Очнувшись, сквозь дрему услышал все тот же пустой разговор. Все у парней вертелось вокруг каких-то иностранцев, тряпок, толкучек, рублей и долларов. Вскоре дошло, что эта троица работает при гостинице: встречает и провожает зарубежных гостей.
– Что-то я не пойму, ребята, кем вы служите? – добродушно проговорил он. – Портные, что ли? Все о каких-то пуговках, застежках, строчках говорите. Без привычки таких слов-то не выговоришь, одно только понял – лайба…
– Лейбл! – одернул Игорек, с видимым удовольствием произнося это слово. – Во, видали, совсем отсталый абориген нам попался, пусти такого в Европу…
Федор чуть было не ответил ему фразой в рифму, но сдержался, нельзя лаяться в таком месте.
– Ла-айба, – передразнил ехидный Коля. – Портные мы, шьем и порем. Так, что от фирмы не отличишь. Бывает за день столько всякого барахла настрочим, в багажник не помещается. И каждую вещь у нас с руками отрывают за большие деньги. И никакой швейной мастерской!
– Да будет тебе заливать-то, – прервал разглагольствования Федор. – Я тоже могу загнуть такое, отчего уши вянут. – И решил, что на этом розыгрыш закончился.
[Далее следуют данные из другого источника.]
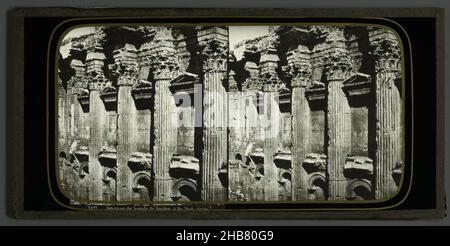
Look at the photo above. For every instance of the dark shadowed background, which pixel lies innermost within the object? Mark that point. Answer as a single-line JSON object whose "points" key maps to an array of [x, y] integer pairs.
{"points": [[7, 5]]}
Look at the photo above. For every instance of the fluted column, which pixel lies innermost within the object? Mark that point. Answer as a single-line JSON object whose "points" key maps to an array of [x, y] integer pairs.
{"points": [[271, 85], [388, 116], [215, 115], [301, 74], [126, 121], [95, 65], [165, 68], [271, 142], [337, 68], [96, 123]]}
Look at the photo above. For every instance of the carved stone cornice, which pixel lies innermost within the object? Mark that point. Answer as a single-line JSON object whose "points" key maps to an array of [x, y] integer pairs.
{"points": [[337, 67], [387, 56], [96, 81], [298, 74], [215, 55], [128, 77], [271, 83], [165, 66]]}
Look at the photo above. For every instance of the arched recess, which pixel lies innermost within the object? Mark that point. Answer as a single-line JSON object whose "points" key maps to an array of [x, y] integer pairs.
{"points": [[142, 187], [285, 181], [83, 169], [359, 189], [109, 184], [317, 187], [185, 190]]}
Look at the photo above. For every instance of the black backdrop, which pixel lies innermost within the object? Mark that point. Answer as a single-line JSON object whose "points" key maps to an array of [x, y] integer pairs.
{"points": [[421, 31]]}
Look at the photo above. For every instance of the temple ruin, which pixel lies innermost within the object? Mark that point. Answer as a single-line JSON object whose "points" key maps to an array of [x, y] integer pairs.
{"points": [[155, 113]]}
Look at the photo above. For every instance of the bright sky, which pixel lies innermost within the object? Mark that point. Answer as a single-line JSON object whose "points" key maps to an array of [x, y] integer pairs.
{"points": [[237, 33], [79, 31], [240, 33]]}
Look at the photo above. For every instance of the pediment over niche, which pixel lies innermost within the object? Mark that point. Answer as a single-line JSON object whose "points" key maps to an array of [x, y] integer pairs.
{"points": [[142, 90], [357, 84], [184, 83], [315, 91]]}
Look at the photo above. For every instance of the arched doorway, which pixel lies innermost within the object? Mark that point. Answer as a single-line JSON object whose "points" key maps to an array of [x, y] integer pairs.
{"points": [[185, 190], [142, 187], [318, 188], [360, 189]]}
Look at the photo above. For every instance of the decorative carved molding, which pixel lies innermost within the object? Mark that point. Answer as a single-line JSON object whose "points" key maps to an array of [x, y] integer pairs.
{"points": [[337, 67], [215, 55], [165, 66], [298, 74], [387, 57]]}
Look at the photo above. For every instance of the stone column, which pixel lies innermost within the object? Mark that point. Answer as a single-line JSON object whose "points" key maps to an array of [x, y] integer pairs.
{"points": [[271, 141], [214, 44], [165, 68], [300, 70], [96, 124], [272, 113], [95, 64], [126, 120], [388, 116], [337, 68]]}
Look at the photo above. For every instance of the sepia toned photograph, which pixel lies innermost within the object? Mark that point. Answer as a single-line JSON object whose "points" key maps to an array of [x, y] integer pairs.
{"points": [[150, 114]]}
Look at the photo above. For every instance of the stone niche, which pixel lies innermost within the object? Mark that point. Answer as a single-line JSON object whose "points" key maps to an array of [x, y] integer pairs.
{"points": [[142, 95], [359, 166], [187, 92], [315, 93]]}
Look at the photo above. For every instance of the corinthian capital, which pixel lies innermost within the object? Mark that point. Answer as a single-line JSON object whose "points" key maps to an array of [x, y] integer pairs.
{"points": [[128, 75], [387, 56], [215, 55], [96, 81], [299, 74], [337, 66], [165, 66]]}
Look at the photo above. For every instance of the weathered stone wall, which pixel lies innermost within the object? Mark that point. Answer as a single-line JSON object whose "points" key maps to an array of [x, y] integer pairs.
{"points": [[309, 112]]}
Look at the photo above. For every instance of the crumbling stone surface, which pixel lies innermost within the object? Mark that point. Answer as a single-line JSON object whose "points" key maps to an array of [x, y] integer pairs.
{"points": [[176, 114]]}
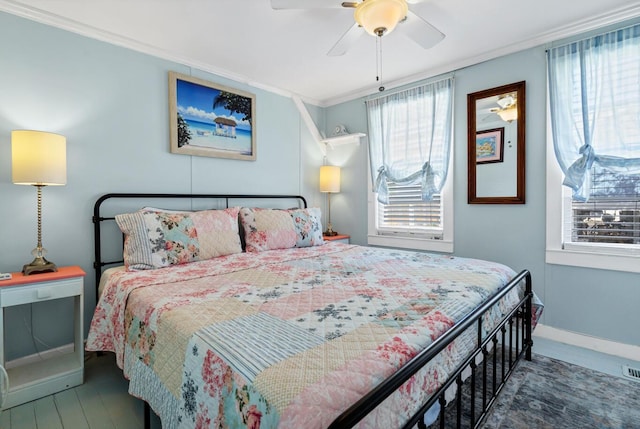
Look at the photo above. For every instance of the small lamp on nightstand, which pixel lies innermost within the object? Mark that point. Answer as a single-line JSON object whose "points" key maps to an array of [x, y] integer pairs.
{"points": [[39, 159], [329, 183]]}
Но неожиданно оказался в центре разговора, видать, в самом деле нечаянно задел их главный интерес. Или наскучила им беседа с самими собой. В три голоса принялись они объяснять ему, что занимаются они делом, бизнес называется, а лейбл – что-то вроде наклейки или картинки такой. Ну, а бомбить фирму – это, приблизительно, снять штаны с иностранца прежде чем он сообразит, зачем это его оголяют.
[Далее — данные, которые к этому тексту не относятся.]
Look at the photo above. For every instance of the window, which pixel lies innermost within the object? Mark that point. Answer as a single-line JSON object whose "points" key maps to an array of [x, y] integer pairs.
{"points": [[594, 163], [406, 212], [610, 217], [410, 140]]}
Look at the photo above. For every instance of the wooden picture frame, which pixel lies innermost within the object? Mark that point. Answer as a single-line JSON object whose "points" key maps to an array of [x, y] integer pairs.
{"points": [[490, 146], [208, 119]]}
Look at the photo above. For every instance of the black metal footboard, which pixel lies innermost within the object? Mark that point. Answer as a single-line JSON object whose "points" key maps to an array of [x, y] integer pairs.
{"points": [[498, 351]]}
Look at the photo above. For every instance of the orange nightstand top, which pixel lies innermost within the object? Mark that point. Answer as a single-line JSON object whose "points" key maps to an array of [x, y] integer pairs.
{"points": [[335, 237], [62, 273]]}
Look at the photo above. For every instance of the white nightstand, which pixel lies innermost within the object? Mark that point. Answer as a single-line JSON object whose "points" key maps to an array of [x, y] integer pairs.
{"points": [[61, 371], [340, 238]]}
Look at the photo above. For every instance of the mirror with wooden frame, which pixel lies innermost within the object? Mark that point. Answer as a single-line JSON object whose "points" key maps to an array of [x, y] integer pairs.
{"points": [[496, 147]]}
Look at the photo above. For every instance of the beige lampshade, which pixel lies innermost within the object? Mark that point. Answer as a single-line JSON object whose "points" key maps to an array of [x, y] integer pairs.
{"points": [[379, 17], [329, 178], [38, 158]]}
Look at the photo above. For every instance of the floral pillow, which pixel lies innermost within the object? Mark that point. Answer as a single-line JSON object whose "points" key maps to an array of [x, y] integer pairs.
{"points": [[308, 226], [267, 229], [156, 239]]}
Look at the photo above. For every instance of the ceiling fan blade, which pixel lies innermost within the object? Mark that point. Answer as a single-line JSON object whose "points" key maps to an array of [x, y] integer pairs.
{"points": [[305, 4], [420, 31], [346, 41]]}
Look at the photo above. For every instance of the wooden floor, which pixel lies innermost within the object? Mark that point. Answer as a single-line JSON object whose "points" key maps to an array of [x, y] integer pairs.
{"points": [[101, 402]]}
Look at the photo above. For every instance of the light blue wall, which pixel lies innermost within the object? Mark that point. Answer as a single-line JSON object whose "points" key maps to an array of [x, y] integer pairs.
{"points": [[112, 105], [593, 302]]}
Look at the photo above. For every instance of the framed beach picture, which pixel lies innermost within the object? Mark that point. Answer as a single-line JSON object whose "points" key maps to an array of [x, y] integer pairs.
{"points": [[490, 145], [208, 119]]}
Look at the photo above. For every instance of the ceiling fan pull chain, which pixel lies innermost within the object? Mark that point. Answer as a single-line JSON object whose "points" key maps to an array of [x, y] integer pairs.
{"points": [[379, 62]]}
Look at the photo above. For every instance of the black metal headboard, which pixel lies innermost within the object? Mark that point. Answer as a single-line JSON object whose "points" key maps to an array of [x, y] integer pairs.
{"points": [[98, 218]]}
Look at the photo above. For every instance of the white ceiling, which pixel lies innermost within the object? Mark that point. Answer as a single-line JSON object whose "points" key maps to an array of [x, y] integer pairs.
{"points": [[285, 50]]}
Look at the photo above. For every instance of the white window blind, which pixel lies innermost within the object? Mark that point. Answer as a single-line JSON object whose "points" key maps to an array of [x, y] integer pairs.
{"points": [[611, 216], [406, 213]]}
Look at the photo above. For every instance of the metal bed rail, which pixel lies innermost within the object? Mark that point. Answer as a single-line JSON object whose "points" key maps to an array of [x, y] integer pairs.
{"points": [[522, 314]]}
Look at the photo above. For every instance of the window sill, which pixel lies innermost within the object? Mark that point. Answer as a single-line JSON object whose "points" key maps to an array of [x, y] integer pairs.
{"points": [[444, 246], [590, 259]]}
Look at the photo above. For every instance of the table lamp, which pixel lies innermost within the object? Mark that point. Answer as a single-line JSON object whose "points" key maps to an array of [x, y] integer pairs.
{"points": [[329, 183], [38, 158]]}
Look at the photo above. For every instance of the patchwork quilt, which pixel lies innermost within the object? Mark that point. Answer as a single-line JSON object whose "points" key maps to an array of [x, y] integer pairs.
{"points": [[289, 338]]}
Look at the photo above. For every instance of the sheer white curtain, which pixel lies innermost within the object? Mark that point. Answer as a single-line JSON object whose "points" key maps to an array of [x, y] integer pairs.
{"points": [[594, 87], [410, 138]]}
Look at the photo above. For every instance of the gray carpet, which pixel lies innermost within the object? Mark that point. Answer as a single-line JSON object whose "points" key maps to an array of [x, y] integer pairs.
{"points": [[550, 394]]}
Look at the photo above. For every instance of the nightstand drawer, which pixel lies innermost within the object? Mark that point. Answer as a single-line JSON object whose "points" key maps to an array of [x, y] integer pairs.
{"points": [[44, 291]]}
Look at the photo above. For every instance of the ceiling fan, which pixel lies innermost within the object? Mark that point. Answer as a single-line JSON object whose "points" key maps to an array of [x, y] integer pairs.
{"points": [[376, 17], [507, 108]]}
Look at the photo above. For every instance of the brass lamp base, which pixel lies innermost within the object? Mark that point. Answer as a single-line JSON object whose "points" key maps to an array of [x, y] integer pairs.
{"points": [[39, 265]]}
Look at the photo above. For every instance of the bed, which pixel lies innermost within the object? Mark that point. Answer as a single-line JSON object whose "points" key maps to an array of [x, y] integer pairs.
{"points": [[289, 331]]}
– Спекулируете, что ли? – решил Федор шуткой разрядить накаленный разговор, да опять попал не в строчку.
– Ты, Бобыль, говори да не заговаривайся! – зло оборвал его Игорек, и Федора больно царапнуло, как он это сказал.
– Есть такое понятие – фарцовка, – лениво добавил Леня. – Берешь у дураков заграничных, продаешь своим…
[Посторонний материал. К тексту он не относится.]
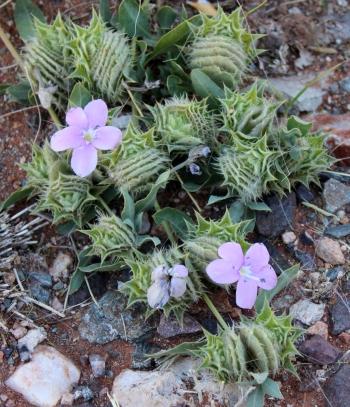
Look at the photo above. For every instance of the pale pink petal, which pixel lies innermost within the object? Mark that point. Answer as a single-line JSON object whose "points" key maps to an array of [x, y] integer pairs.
{"points": [[158, 294], [178, 270], [159, 273], [77, 117], [177, 287], [257, 257], [106, 138], [97, 113], [268, 278], [84, 160], [69, 137], [232, 252], [222, 272], [246, 292]]}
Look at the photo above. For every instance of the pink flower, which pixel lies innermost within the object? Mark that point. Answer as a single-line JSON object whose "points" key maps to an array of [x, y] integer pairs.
{"points": [[251, 271], [167, 283], [86, 133]]}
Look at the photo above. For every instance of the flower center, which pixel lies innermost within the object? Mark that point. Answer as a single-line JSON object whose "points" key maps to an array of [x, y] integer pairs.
{"points": [[89, 136], [246, 272]]}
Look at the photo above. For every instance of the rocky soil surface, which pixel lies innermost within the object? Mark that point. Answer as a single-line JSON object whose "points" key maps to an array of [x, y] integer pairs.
{"points": [[88, 350]]}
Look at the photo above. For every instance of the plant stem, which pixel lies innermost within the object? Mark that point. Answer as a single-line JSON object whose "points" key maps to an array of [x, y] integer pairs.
{"points": [[54, 117], [216, 313], [105, 206], [166, 225], [11, 48]]}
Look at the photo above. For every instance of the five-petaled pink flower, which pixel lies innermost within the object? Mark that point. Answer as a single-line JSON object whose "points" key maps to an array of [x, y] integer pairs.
{"points": [[86, 133], [251, 270]]}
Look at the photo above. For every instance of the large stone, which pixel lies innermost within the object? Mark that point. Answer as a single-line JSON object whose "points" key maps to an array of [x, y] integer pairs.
{"points": [[336, 195], [272, 224], [168, 387], [290, 86], [338, 231], [318, 351], [337, 388], [329, 250], [110, 320], [169, 327], [307, 312], [340, 316], [44, 380]]}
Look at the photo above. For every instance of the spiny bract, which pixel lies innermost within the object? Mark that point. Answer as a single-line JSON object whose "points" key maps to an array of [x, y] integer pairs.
{"points": [[222, 47], [182, 124], [137, 163]]}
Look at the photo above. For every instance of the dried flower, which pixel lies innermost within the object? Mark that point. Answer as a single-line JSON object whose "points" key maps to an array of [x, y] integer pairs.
{"points": [[250, 271], [167, 283], [86, 133]]}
– Э-э, да вы фарцовые ребята, – попытался обыграть слово фарт Федор, и опять вызвал неудовольствие Игорька. Тот даже в лице переменился, блеснул злыми глазами, как хорек из норы. Кто-то его будто сильно напугал однажды.
– Я ж сказал, не твоего ума дело, прижми язык! – ожег он его. – И посмотри на себя. За бугром в такой одежде даже нищие по помойкам не лазят. Понимай, с кем сидишь! Только весь вид портишь и настроение… У Кольки вон один шнурок от кроссовок дороже всего твоего барахла стоит.
– Зря ты так, Игорек, – прищурился Федор. – Одежонка у меня еще крепкая, пиджак вот только маленько прохудился, так у меня дома еще один есть, выходной…
– Нет, вы видали такое чучело, он мне еще возражает! Пиджак у него есть! Мэйд ин джапан? Али, Пэрис, фэмили Диор? – от возмущения он заговорил не по-русски.
Кровь бросилась в голову Федора.
– Что ж, по-вашему, если я в заграничное шмутье оболокусь, умнее стану или складнее заговорю? – и оборвал себя, поднялся, ничего не говоря, пошел к косе. Попил свежей водички, немного охолонул от тягостного разговора.
Побыл он у воды недолго, а когда возвращался, мимо с гоготом пронеслись парни. «Ну и черт с вами», – подумал Федор, присаживаясь у сосны. Налил водки и выпил. Теперь, воедино собрав все их разговоры, окончательно сообразил, что черт попутал связаться его с барыгами. Паршиво стало на душе, всякие люди бывали с ним на берегу, но такие еще нет. В чувство его привели громкие слова:
– Наклюкался, абориген, дрыхнет. На что он нам сдался, может, бросим тут? Другого в поселке найдем! Там таких ханыг бродит стая…
– За стакан последнюю рубаху отдаст, а туда же – лезет с рассуждениями.